My question is similar to a few that have been asked before, but I hope different enough to warrant a separate question.
See here, and here. I'll pull some of the same example data as these questions. For context to my question- I am looking to see how my observed catch-rate (sea creatures) changed over multiple days of sampling the same area.
I want to calculate the difference between the first sample day at a given site (first Letter in data below), and the subsequent sample days (next rows of same letter).
#Example data
df <- data.frame(
id = c("A", "A", "A", "A", "B", "B", "B"),
num = c(1, 8, 6, 3, 7, 7 , 9),
What_I_Want = c(NA, 7, 5, 2, NA, 0, 2))
The first solution that I found calculates a lagged difference between each row. I also wanted this calculation- so it was helpful to find:
#Calculate lagged differences
df_new <- df %>%
# group by condition
group_by(id) %>%
# find difference
mutate(diff = num - lag(num))
Here the difference is between A.1 and A.2; then A.2 and A.3 etc...

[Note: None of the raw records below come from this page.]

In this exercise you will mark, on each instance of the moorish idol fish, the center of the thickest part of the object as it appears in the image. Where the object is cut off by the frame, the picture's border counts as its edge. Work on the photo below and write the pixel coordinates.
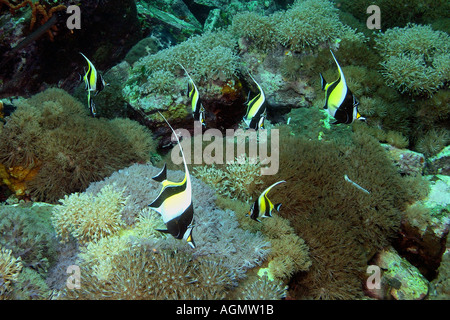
(5, 110)
(198, 111)
(255, 109)
(263, 206)
(340, 101)
(94, 83)
(174, 202)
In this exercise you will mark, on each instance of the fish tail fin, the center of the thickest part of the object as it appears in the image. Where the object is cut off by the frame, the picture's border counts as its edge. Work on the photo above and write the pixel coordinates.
(178, 141)
(323, 82)
(278, 207)
(162, 175)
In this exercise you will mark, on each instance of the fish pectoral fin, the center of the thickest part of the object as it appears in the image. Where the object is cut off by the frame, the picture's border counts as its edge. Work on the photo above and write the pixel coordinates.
(162, 175)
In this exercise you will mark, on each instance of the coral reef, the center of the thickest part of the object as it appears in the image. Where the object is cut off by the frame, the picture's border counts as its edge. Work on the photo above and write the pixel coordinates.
(26, 230)
(10, 268)
(44, 154)
(38, 10)
(157, 80)
(112, 267)
(399, 279)
(237, 180)
(327, 212)
(261, 288)
(306, 25)
(89, 218)
(415, 58)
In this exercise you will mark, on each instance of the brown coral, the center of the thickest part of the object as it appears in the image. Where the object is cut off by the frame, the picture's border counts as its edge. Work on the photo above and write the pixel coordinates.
(39, 12)
(51, 147)
(10, 268)
(342, 225)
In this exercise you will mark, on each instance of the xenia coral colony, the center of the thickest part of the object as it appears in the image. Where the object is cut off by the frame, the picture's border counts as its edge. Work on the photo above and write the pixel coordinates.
(10, 268)
(153, 84)
(342, 226)
(45, 155)
(306, 25)
(90, 218)
(416, 58)
(138, 262)
(26, 231)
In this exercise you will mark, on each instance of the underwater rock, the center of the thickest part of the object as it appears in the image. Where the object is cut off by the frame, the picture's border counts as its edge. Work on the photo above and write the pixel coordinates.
(32, 62)
(110, 103)
(408, 162)
(440, 164)
(440, 287)
(399, 279)
(424, 228)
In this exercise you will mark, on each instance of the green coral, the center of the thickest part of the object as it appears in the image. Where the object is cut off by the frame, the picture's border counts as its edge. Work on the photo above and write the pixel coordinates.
(156, 80)
(306, 25)
(27, 231)
(415, 58)
(90, 218)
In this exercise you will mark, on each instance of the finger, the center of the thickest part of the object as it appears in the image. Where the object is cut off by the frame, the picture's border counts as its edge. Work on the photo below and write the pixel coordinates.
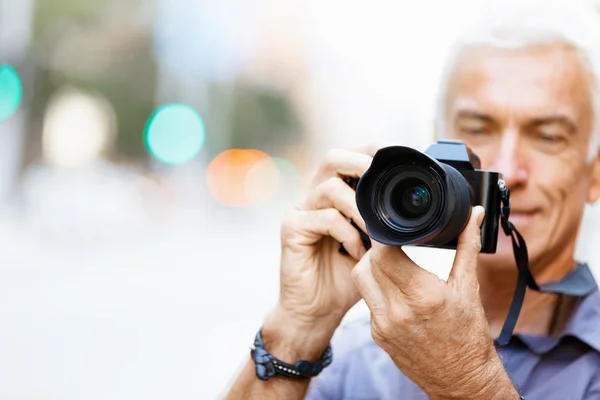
(308, 227)
(372, 148)
(335, 193)
(391, 262)
(343, 163)
(367, 286)
(464, 269)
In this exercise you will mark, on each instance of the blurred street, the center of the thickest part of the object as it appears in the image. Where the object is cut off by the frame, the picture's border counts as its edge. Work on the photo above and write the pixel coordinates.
(148, 152)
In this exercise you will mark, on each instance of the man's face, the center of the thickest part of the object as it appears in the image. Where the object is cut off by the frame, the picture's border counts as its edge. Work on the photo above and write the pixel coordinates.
(528, 114)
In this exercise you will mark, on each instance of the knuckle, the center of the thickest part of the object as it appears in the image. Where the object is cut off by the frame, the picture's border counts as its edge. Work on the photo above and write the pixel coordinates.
(397, 316)
(332, 216)
(359, 271)
(288, 223)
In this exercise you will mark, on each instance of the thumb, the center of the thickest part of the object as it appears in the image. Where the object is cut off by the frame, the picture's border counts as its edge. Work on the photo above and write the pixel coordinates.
(464, 269)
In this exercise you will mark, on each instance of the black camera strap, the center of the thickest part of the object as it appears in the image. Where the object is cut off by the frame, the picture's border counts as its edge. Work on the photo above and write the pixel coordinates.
(579, 282)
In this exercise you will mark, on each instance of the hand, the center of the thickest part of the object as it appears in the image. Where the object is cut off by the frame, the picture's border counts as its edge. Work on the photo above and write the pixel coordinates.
(436, 332)
(316, 284)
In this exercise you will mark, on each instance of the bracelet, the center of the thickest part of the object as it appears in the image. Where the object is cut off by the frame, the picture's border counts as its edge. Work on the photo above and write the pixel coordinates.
(267, 366)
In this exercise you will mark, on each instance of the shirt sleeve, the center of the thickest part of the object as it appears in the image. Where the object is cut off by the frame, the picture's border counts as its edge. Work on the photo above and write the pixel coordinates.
(593, 392)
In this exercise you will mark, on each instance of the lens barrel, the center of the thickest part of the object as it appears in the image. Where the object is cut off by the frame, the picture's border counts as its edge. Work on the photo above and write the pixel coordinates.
(408, 197)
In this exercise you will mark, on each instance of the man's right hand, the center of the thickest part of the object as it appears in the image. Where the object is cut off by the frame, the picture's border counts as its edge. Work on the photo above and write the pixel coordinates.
(316, 285)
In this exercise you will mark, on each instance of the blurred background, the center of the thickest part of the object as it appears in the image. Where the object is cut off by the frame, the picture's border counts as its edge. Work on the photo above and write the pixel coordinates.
(148, 150)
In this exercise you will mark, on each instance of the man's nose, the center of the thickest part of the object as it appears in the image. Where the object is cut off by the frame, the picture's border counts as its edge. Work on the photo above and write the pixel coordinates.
(511, 161)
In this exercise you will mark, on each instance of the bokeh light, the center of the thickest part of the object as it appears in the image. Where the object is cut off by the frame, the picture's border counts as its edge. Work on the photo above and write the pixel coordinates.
(227, 176)
(78, 128)
(11, 91)
(174, 133)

What I would like to do now is calculate the difference with respect to the first value of each group. So for letter A, I would like to calculate 1 - 8, then 1 - 6, and finally 1 - 3. Any suggestions?
One clunky solution (linked above) is to create two (or more) columns for each distance lagged and some how merge the results that I want
df_clunky = df %>%
group_by(id) %>%
mutate(
deltaLag1 = num - lag(num, 1),
deltaLag2 = num - lag(num, 2))